Did You Like This Poem?

Latest Comments

  • 15 years ago

    by Cantchangeme

    Beautuifully sad poem brilliantly written.
    The themes are common to those expressed by others on this site.
    But your spin on it feels refreshingly unique
    I really enjoyed reading this piece

    Keep It Up
    Excellent Poem

  • 15 years ago

    by Lilly Tagloff

    I loved the imagery in the poem.
    it is something i can relate to a lot.
    your wording is very unique, but be care of repeating words.
    5/5 :]

  • 15 years ago

    by Atomic

    "A ribbon of blood flows from my wrist
    But I don't feel the pain
    I watch in awe and speechlessness
    As my life runs down the drain"

    -I really like this first stanza. The rhyme is good and the rhythm is better.

    "A cloak of darkness covers me
    But naked and vulnerable I feel
    It holds me above the sink
    My life's been a spinning wheel"

    -Again, the rhythm is amazing. But for some reason, I don't really care for the second sentence. I mean, it connects really well with the first one, but I feel as though you ended it with "feel" to rhyme with "wheel", or vice versa. Don't worry, we all do that sometimes.

    "The darkness laps at my naked skin
    The gravel road digs into my feet
    Blood poors down my body
    And my heart will no longer beat"

    -Just a minor misspelling. "Blood POURS down my body". I often find that even the smallest of spelling errors could ruin a poem. I do it all the time, especially with my tenses.
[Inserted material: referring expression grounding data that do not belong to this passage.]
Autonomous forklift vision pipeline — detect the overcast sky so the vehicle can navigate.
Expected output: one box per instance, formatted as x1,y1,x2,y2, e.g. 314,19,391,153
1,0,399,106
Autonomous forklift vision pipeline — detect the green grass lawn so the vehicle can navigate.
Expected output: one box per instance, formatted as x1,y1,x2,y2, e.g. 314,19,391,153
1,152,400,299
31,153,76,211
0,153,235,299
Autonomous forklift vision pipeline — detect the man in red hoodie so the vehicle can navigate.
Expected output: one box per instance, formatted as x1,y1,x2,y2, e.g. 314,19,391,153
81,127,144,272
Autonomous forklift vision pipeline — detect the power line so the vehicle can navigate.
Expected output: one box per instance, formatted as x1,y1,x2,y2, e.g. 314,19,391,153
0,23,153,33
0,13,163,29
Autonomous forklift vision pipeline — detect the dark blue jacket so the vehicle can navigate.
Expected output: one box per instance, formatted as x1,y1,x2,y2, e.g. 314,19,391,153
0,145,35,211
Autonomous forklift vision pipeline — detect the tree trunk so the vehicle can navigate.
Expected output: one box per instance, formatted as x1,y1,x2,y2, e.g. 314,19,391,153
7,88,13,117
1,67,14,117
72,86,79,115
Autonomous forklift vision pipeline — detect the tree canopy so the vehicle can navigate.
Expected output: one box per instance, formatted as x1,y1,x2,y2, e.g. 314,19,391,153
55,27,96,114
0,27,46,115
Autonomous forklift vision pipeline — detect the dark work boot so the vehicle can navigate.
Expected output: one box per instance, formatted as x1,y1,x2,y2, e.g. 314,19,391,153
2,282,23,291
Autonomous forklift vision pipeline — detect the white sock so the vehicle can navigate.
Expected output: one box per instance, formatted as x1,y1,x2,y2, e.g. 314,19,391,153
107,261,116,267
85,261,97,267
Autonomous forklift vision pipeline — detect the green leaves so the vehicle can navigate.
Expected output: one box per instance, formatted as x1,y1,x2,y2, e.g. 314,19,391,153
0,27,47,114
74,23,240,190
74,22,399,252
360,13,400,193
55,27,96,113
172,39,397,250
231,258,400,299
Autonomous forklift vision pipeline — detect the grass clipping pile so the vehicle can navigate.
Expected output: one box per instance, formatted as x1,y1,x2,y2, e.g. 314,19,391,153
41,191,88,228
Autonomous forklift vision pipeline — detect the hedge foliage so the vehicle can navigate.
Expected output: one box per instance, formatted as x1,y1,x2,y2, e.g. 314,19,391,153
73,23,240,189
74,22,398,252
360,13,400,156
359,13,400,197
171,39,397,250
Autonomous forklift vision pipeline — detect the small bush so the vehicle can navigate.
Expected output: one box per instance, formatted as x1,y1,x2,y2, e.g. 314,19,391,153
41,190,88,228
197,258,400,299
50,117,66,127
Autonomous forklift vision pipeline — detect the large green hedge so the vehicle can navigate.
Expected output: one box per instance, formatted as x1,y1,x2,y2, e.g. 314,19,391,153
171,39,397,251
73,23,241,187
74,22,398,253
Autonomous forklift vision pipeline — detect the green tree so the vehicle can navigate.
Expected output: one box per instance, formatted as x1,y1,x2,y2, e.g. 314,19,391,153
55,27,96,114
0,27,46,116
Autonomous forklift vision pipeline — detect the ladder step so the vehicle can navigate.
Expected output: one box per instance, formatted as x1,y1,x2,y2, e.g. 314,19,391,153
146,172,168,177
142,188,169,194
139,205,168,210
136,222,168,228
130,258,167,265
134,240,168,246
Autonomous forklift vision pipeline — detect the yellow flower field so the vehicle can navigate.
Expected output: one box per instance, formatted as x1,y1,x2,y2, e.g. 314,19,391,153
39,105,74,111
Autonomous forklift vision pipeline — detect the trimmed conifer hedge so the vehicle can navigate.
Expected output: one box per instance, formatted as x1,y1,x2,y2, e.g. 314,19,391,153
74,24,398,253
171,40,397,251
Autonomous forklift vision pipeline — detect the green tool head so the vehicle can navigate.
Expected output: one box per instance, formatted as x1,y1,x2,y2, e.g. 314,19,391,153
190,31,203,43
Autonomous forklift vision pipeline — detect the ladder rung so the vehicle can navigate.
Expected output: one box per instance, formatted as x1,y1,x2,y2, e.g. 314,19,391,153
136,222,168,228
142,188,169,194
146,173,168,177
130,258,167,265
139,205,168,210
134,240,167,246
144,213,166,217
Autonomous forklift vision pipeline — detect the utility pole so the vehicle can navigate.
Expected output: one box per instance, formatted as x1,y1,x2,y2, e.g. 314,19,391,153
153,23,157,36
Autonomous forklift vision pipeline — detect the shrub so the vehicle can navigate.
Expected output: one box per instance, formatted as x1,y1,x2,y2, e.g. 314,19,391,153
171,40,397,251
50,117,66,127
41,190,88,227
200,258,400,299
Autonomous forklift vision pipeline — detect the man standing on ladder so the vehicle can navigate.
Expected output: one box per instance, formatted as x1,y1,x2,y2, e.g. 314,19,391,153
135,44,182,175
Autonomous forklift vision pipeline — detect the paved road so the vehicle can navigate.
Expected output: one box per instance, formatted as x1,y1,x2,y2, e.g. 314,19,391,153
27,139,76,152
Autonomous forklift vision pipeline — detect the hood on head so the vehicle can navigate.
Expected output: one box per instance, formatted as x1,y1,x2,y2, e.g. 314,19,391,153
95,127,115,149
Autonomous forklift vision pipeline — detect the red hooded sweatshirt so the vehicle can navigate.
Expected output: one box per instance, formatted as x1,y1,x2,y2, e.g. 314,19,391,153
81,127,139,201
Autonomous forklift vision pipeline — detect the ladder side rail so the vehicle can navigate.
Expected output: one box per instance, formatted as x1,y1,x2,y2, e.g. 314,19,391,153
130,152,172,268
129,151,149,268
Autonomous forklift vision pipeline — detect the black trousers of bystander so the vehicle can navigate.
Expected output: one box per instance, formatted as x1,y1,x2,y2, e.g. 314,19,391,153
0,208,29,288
    "I've got bruises all over my body
    And bloodied whip marks on my back
    But my cloak of darkness covers them
    As my blood soaks into the black"

    -I think someone said it already, but you used the word "dark" a lot. Perhaps it is to emphasize how morbid this really is, but perhaps you could use other synonymous adjectives.

    "I've handed my soul to death
    For I secretly loved the dark
    With my last shuttered breathe
    I walk into Death's dark park"

    -Excellent ending, but I don't like the choice of words for the last sentence. It seems you were really just trying to rhyme at this point. No worries. Overall, your poem is good.

  • 15 years ago

    by Esther

    Rhyming scheme is good, i think i can say you've successfully mastered the world of descriptive language. Well done, I think it is a masterpiece pf imagery.

  • 15 years ago

    by Jad

    This was a good poem. You had good rhyme and I love the poem . It almost seemed like i could could see what was happening thanks to your imagry of the poem. The poem had a excellant lay out too Good Job.